Он не боялся. И понимал. Ну, может, не совсем понимал, но точно чувствовал. Может, не как она, но близко. Наверное, иначе они бы и не были вместе. Только так ведь и может быть — близко может быть только близкое. Не похожее, и даже не подобное. Плохие слова. Не отражают. Именно близкое. Банальное слово, да. Но это с какой стороны посмотреть. «Пригласить погостить»… Надо же, как ей иногда удаётся простыми словами передать смысл! Пригласить. Не «захотеть», не «спланировать», не… «зачать». Пригласить того, кому всё будет «понятно с самого начала». В этом таилось что-то бесконечно живое и правильное.
Он сходил в душ. Потом сварил кофе и прилёг на диван в большой комнате. В спальню не хотелось. Лучше уж так. Просто поваляться. Закрыв глаза, можно некоторое время подглядывать за меняющимися на внутреннем экране век картинками. Если повезёт — это будет неизвестный доселе ландшафт. Тогда можно увлечься — и есть шанс, что тонкая грань между мыслями и бессознательным, между реальностью и сном будет пройдена.
Сегодня ему повезло. Они прилетели. Это случалось редко, но всегда завораживало. Огромные красные птицы среди тёмно-бордового, с фиолетовыми сполохами, пространства. Наблюдая за их полётом, хотел он этого или нет, но он всегда улетал с ними. Никогда не зная, куда. Никогда не видя цели этого великолепного величавого полёта. Но теперь вдруг ему показалось, что он ещё слышит голос. Как будто их крик. Посвист. «Спроси-и». «Попроси-и». «Пригласи-и». Он нащупал рукой плед, укрылся с головой и, влекомый новым чувством, устремился вслед за птицами…
Птичка отпросилась на двадцать минут пораньше и прилетела домой. Сварила кофе, подогрела остатки вчерашнего пюре, положила пару ломтиков сыра на хлеб, тихонечко поставила всё на столик у дивана и юркнула к нему под плед. «Пригласи!» — чуть слышно шепнул он сквозь сон. «Что?» «Маленькая, это ты? — он открыл глаза. — Сколько времени?» — «Всё хорошо, не волнуйся». — «Я люблю тебя». — «И я тебя. Ты что-то говорил во сне…» — «Не помню… Не важно. Иди ко мне…»
— Слушай, дед твой из колеи выбился!
— В смысле?!
— Во-первых, он умер.
— Ты псих, что ли?! Когда? И что значит «во-первых»?!
— Утром. За час до тебя. И это было вполне ожидаемо. Потому и во-первых.
— А что не было ожидаемо?
— Не угадаешь!
— Письмо?
— Нет. Письма нет…
— Не тяни вола, Христа ради!
— Рисунок.
— Не может быть!
— Вот так вот. Полтора года письма писал, а тут бац! И жирную точку поставил. Ты знаешь, что это значит?
— Догадываюсь.
— Догадывается он! Диагноз — штука железобетонная. И полтора года ни у кого это не вызывало сомнений. Что теперь делать?

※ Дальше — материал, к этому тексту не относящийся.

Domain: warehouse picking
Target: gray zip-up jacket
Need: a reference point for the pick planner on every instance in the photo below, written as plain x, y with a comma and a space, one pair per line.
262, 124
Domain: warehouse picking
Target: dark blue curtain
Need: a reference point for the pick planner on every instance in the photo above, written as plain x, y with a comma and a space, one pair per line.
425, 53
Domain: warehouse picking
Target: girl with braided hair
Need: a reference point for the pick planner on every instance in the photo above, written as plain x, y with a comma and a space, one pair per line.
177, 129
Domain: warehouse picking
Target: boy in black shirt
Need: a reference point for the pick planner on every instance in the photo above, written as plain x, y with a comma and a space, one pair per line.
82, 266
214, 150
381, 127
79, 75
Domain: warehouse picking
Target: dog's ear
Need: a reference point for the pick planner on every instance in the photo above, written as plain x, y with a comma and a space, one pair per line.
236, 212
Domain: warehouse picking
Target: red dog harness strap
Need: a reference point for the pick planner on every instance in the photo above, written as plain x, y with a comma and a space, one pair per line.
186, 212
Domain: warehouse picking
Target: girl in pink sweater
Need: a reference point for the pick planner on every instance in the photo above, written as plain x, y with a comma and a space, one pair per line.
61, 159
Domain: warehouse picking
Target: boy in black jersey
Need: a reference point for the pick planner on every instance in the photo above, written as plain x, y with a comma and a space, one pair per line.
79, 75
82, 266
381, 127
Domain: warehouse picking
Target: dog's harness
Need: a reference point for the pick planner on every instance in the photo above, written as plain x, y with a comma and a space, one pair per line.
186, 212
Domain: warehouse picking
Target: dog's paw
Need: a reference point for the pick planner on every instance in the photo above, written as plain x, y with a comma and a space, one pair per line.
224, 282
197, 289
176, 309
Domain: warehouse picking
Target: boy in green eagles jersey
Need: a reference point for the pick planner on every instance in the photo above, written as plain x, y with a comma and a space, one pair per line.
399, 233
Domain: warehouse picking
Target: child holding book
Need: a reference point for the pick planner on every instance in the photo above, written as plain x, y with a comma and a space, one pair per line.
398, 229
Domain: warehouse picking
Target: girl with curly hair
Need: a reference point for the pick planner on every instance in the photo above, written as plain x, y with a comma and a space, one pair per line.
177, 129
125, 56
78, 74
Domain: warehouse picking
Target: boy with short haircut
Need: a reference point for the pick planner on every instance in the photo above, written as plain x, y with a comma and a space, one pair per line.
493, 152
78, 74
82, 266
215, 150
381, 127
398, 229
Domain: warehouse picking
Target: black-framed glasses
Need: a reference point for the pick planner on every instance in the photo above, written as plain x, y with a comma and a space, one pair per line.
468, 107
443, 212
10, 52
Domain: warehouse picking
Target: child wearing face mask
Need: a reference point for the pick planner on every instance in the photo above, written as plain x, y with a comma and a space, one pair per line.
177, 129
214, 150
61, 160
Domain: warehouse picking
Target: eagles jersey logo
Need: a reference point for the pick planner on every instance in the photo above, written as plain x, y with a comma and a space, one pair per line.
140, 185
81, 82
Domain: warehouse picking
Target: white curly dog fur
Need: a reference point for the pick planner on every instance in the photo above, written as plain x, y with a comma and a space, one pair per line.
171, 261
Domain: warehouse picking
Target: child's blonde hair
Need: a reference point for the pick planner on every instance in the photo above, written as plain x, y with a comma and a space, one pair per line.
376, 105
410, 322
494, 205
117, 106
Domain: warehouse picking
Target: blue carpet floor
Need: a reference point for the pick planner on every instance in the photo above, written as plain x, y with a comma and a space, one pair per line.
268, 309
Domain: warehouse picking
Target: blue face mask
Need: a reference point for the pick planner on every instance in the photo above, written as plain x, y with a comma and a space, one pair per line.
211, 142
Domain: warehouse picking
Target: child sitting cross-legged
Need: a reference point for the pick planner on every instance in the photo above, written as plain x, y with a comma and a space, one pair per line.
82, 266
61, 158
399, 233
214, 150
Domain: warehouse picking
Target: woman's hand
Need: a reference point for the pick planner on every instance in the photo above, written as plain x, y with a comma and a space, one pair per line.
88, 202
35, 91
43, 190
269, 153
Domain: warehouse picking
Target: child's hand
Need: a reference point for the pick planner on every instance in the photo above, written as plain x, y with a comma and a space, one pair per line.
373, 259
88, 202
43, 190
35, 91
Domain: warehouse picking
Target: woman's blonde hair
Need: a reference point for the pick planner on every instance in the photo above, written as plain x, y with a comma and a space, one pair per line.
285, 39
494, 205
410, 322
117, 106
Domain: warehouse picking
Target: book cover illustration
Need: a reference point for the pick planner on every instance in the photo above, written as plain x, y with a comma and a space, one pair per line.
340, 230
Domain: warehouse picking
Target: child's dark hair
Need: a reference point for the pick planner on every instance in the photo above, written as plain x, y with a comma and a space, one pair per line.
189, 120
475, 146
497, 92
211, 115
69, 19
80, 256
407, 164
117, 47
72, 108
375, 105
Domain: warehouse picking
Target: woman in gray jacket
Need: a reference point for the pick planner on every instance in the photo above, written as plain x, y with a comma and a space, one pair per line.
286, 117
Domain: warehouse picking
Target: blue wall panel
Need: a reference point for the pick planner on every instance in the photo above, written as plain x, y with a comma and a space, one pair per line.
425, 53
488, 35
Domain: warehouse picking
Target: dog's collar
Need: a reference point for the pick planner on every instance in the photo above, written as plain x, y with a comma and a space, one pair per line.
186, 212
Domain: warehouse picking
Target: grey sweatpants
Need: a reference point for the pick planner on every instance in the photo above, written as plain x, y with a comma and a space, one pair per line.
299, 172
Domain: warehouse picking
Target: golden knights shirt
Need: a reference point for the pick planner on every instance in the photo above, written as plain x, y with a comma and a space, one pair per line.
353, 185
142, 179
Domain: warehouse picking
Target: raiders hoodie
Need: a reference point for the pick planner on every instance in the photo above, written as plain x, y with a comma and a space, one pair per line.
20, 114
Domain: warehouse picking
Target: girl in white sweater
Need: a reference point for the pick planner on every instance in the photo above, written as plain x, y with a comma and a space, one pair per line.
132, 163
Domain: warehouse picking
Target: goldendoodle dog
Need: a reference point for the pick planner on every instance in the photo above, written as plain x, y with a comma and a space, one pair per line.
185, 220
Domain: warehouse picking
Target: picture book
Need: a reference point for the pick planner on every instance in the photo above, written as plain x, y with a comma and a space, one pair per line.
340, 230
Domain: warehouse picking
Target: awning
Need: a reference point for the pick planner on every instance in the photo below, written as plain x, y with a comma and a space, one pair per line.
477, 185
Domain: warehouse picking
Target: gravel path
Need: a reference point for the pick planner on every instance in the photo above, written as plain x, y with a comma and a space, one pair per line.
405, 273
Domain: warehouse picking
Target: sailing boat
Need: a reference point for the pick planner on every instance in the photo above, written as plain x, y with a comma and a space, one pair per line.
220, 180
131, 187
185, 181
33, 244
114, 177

— Просто не пиши в отчёт. Всё равно всем плевать.
— Думаешь?
— Уверен.
— А ты не…
— И не подумаю. Заботиться надо о живых.
— Ладно. Коли так…
— Отдай его мне.
— Рисунок?
— Ну не деда же!
— Да на…
Он шёл по коридору в ординаторскую, ощупывая в кармане халата сложенный вчетверо листок. Он даже не развернул его, не посмотрел. Неведомым до этого момента чувством он знал, что там — под его пальцами, как на экране закрытых век, взмахами огромных крыльев в сторону фиолетовых сполохов величаво резали бордовое пространство красные птицы ночи.